雖然多少有點難受,畢竟是自己很喜歡很喜歡的姐姐和很喜歡很喜歡的勝利。 至於累積很多訊息的手機,她看也不看地一口氣清掉,下定了決心。
可沒想到那兩個人都不願意"她"的”成全”
兩人紛紛在她面前解釋所有的ㄧ切都是因為太喜歡她而爭風吃醋。
他們無法理解為何最後的走向變成兩個情敵被成全的局面,當下無言外又有點難過。 原來高下立判的狀況,自始至終都不曾存在。當情勢又慢慢轉變成當初互不相讓的氣氛、兩人又要開始劍拔弩張的爭辯和推諉的時候,
「你們做了嗎.....」聰幽幽的一句話讓兩人停了下來,看著他們的反應、聰大致也明白了
「只有一次」 健人小聲的回答
「我真的只喜歡妳」勝利忙著辯解
氣氛死寂了一陣———
「我啊,ㄧ直覺得很對不起你們」聰盯著地板說著
「這週還以為我自己很成熟厲害,做了個了不起的決定....」
「搞什麼啊....」
就算再怎麼不甘心,最後還是達成共同擁有聰的共識,畢竟誰都不想退讓而聰也無法放下誰。
所以他說,他和健人都太惡趣味、都太喜歡聰。
自私的強迫著聰停留在這關係裡
他依舊是最喜歡最愛護聰的勝利,試圖以佔有的痕跡來證明。 她依然是最疼愛照顧聰的學姊,疼愛到就算勝利吃醋不滿、聰還是會在她懷裡撒嬌依賴。
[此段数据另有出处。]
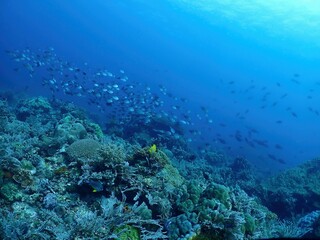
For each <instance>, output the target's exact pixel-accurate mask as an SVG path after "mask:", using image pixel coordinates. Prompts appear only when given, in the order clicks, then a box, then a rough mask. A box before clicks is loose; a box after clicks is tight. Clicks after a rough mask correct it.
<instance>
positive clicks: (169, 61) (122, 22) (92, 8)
mask: <svg viewBox="0 0 320 240" xmlns="http://www.w3.org/2000/svg"><path fill="white" fill-rule="evenodd" d="M284 2H285V3H283V4H281V5H280V4H279V3H278V1H273V0H270V1H267V2H265V1H262V0H257V1H251V2H250V4H248V3H246V1H240V0H237V1H220V0H212V1H209V0H200V1H191V0H153V1H142V0H133V1H125V0H117V1H111V0H94V1H86V0H68V1H65V0H56V1H49V0H33V1H23V0H16V1H10V0H2V1H1V3H0V32H1V36H2V37H1V38H0V50H1V53H0V61H1V68H0V77H1V79H0V87H1V89H7V88H9V89H13V90H16V91H19V90H23V89H24V88H25V86H29V88H28V94H32V95H37V94H48V96H50V94H49V92H48V91H46V90H44V89H43V88H42V87H41V84H40V79H38V78H37V76H34V77H33V78H30V77H28V74H26V73H23V72H22V73H18V74H17V73H16V72H14V71H13V68H14V67H15V64H14V63H13V62H12V60H10V59H9V57H8V56H7V55H6V54H5V52H4V50H14V49H24V48H26V47H29V48H30V49H33V50H37V49H45V48H47V47H53V48H54V49H55V51H56V53H57V55H58V56H60V57H61V58H63V59H66V60H68V61H70V62H73V63H75V64H79V65H81V64H84V63H88V66H94V67H95V68H99V67H106V68H107V69H108V70H110V71H111V72H119V70H120V69H124V70H125V72H126V74H127V75H128V77H129V79H130V80H132V81H136V82H141V83H146V84H148V85H149V86H150V87H151V88H152V89H153V90H154V91H157V89H158V88H159V84H162V85H164V86H166V88H167V89H168V90H169V91H170V92H172V93H173V94H174V95H175V96H178V97H185V98H187V99H188V100H189V101H188V105H187V107H188V109H189V110H190V111H192V112H197V111H199V106H205V107H206V108H207V109H208V115H209V119H212V123H208V122H205V121H196V124H197V128H198V129H199V130H200V131H201V132H202V136H201V141H200V143H198V144H199V145H200V147H201V144H202V145H203V146H204V145H205V143H209V144H210V145H211V146H212V147H214V148H216V149H217V150H219V151H223V152H225V153H226V154H227V155H229V156H231V157H235V156H244V157H246V158H248V159H249V161H250V162H252V163H253V164H254V165H256V166H257V167H259V168H260V169H263V171H266V172H272V171H274V170H278V169H283V168H289V167H292V166H294V165H296V164H298V163H301V162H303V161H306V160H309V159H311V158H314V157H317V156H319V154H320V125H319V119H320V116H319V114H318V112H320V106H319V102H320V97H319V96H320V95H319V91H320V67H319V66H320V64H319V60H320V55H319V53H320V44H319V42H318V39H319V37H320V36H319V35H320V33H318V32H319V31H318V29H319V25H320V11H317V9H320V3H318V2H317V1H316V0H314V1H312V0H309V1H302V0H301V1H299V0H296V1H291V0H287V1H284ZM61 98H65V99H68V97H66V96H61ZM68 100H70V99H68ZM73 101H75V102H77V100H76V99H73ZM90 111H94V110H93V109H90ZM95 114H97V115H99V112H97V113H95ZM294 115H296V116H294ZM105 117H107V116H100V119H101V118H105ZM277 121H281V123H277ZM236 132H238V133H240V135H241V136H242V140H241V141H238V140H237V139H236V138H235V134H236ZM248 134H251V135H250V136H251V137H252V138H253V139H257V140H261V141H267V142H268V147H265V146H261V145H259V144H255V147H252V146H250V145H248V144H247V143H245V141H244V138H245V137H246V136H248ZM252 135H253V136H252ZM219 139H223V141H224V143H221V140H219ZM275 145H277V146H279V145H280V146H281V148H282V149H279V147H278V148H277V147H275ZM270 155H272V156H275V157H276V158H277V159H282V160H283V161H284V162H285V164H283V163H280V162H279V161H277V160H274V159H272V158H270Z"/></svg>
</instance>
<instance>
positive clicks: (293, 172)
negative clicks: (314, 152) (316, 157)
mask: <svg viewBox="0 0 320 240" xmlns="http://www.w3.org/2000/svg"><path fill="white" fill-rule="evenodd" d="M319 165H320V158H316V159H313V160H311V161H308V162H306V163H303V164H301V165H300V166H298V167H296V168H293V169H290V170H287V171H285V172H283V173H280V174H278V175H276V176H274V177H272V178H270V179H267V180H266V181H264V182H263V184H262V185H263V189H261V192H260V194H259V195H260V198H261V199H262V200H263V203H264V204H265V205H266V206H267V207H268V208H270V209H271V210H272V211H274V212H277V213H278V214H279V216H280V217H282V218H286V217H288V218H289V217H291V216H292V215H293V214H303V213H305V212H312V211H315V210H318V209H319V208H320V181H319V179H320V170H319ZM306 203H307V204H306Z"/></svg>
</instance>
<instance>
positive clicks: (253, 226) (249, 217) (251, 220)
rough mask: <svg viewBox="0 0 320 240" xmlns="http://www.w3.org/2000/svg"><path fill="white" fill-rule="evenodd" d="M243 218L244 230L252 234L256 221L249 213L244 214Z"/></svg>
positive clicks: (255, 224) (246, 232) (245, 232)
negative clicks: (243, 216) (243, 217)
mask: <svg viewBox="0 0 320 240" xmlns="http://www.w3.org/2000/svg"><path fill="white" fill-rule="evenodd" d="M244 219H245V221H246V223H245V224H244V232H245V233H247V234H250V235H252V234H253V233H254V231H255V229H256V223H255V220H254V218H253V217H252V216H250V215H249V214H245V215H244Z"/></svg>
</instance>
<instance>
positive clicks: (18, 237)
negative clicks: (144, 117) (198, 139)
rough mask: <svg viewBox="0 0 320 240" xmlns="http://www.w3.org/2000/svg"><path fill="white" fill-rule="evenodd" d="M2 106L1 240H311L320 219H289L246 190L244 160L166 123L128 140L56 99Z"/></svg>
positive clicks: (247, 168) (311, 169) (0, 232)
mask: <svg viewBox="0 0 320 240" xmlns="http://www.w3.org/2000/svg"><path fill="white" fill-rule="evenodd" d="M9 105H10V104H9ZM0 109H1V111H2V113H3V114H2V115H1V116H5V117H6V123H5V124H4V127H5V131H4V132H3V133H2V135H1V139H0V150H1V151H0V154H1V155H0V156H1V158H0V167H1V169H0V184H1V185H0V195H1V199H0V206H1V210H0V217H1V220H2V221H1V223H0V238H1V239H142V240H144V239H256V238H262V237H278V236H285V235H286V234H288V235H290V234H291V235H294V234H296V236H298V234H299V236H302V235H303V234H305V233H307V232H310V228H311V226H312V227H313V226H314V225H316V224H318V223H319V218H318V217H317V216H318V215H317V214H313V215H309V216H308V217H306V218H305V219H303V220H301V221H300V222H299V225H297V224H296V223H289V222H284V221H282V222H281V221H279V220H278V217H277V215H276V214H275V213H272V212H271V211H269V210H268V209H267V208H266V207H264V206H262V205H261V204H260V203H259V200H258V199H257V198H256V197H254V196H249V195H248V194H247V193H246V192H245V191H244V190H243V189H245V190H246V191H247V192H249V193H250V194H251V195H252V194H253V193H255V192H256V191H253V189H254V188H257V181H256V179H254V177H253V175H252V172H251V170H250V167H249V165H248V163H247V162H246V161H245V160H244V159H235V160H233V161H232V160H229V159H226V158H225V157H224V156H223V155H221V154H219V153H216V152H214V151H208V152H207V153H205V154H203V156H199V155H198V154H197V153H195V152H192V151H191V150H190V149H188V147H187V144H186V142H184V141H183V139H182V138H180V137H177V136H175V137H173V136H172V135H169V136H167V137H165V136H164V135H163V136H162V138H160V137H159V134H157V133H159V131H155V129H156V128H157V127H158V128H160V129H163V130H167V129H170V123H168V122H167V121H165V120H160V119H153V120H152V119H151V120H150V121H151V122H152V124H151V126H152V127H154V128H153V129H151V127H150V128H148V126H146V128H145V129H143V130H142V131H140V132H139V129H138V128H137V126H136V125H134V124H133V125H132V126H130V127H128V129H124V130H123V131H122V137H124V138H120V137H119V134H117V135H116V134H113V135H104V134H103V132H102V130H101V128H100V127H99V125H97V124H95V123H93V122H91V121H90V120H88V118H87V117H86V116H85V115H84V113H83V111H81V110H79V109H77V108H76V107H74V106H72V105H71V104H65V103H62V102H58V101H56V100H52V101H49V100H47V99H45V98H42V97H38V98H31V99H21V100H19V101H18V102H17V104H16V105H11V106H8V104H7V103H3V104H2V105H1V104H0ZM168 124H169V125H168ZM114 128H116V126H114ZM133 131H134V135H131V136H133V137H132V138H130V137H129V136H128V135H126V134H127V133H130V134H131V133H132V132H133ZM141 132H143V134H141ZM176 134H177V135H181V134H182V133H181V132H179V131H178V130H177V131H176ZM129 140H130V141H129ZM212 163H217V164H216V166H214V165H213V164H212ZM218 163H219V164H218ZM308 166H310V165H308ZM306 169H307V170H306V172H310V171H312V170H314V169H313V168H312V167H308V168H306ZM271 183H272V181H271ZM250 184H253V185H252V186H251V187H250ZM308 186H309V185H308ZM258 189H259V188H258ZM269 192H271V190H269ZM271 193H272V192H271ZM304 193H306V192H304ZM314 204H316V203H314ZM315 206H316V205H314V207H315ZM310 210H311V208H310ZM30 219H32V223H30ZM285 229H286V230H287V231H285ZM289 230H290V231H289ZM295 230H296V231H295ZM281 231H282V233H281Z"/></svg>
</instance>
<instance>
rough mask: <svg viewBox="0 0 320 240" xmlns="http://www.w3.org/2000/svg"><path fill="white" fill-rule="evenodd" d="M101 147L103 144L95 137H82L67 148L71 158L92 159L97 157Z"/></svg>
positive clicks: (70, 157) (72, 158)
mask: <svg viewBox="0 0 320 240" xmlns="http://www.w3.org/2000/svg"><path fill="white" fill-rule="evenodd" d="M100 148H101V144H100V143H99V142H97V141H95V140H93V139H89V138H88V139H81V140H78V141H75V142H74V143H72V144H71V145H70V146H69V147H68V148H67V154H68V156H69V157H70V158H71V159H92V158H95V157H97V155H98V150H99V149H100Z"/></svg>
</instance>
誰都不想退讓,但更怕聰誰也無法放下、乾脆雙方都捨棄。
說到底也只是因嫉妒而彼此互相利用著試探聰。 對外時,戰略性盟友罷了。
健人膩在她的頸肩蹭著,霸道地圈著聰在她懷裡作畫。 聰被干擾到對勝利的方向用眼神求救,健人直接擋起聰的視線、強迫人看回圖紙上。 勝利有點不樂意也沒辦法。 聰永遠平等的喜歡著兩個人。 但比起第三者在時的不專心外,會更專注在創作之上。
可愛的聰、可憐的聰
或許他和健人是一樣的吧。
因為是聰所以愛憐。 曾經惡趣味的共感讓他們過份地去逼迫、佔有、享受聰所有的不安和不自在。
可聰就是聰,最後還是他們學會了妥協和退讓
一起獨佔她的眼淚、喜悅和甜美。
所以聰的世界只需要姐姐和勝利就夠了
其他以外的哥哥或弟弟,都給我們滾一邊去。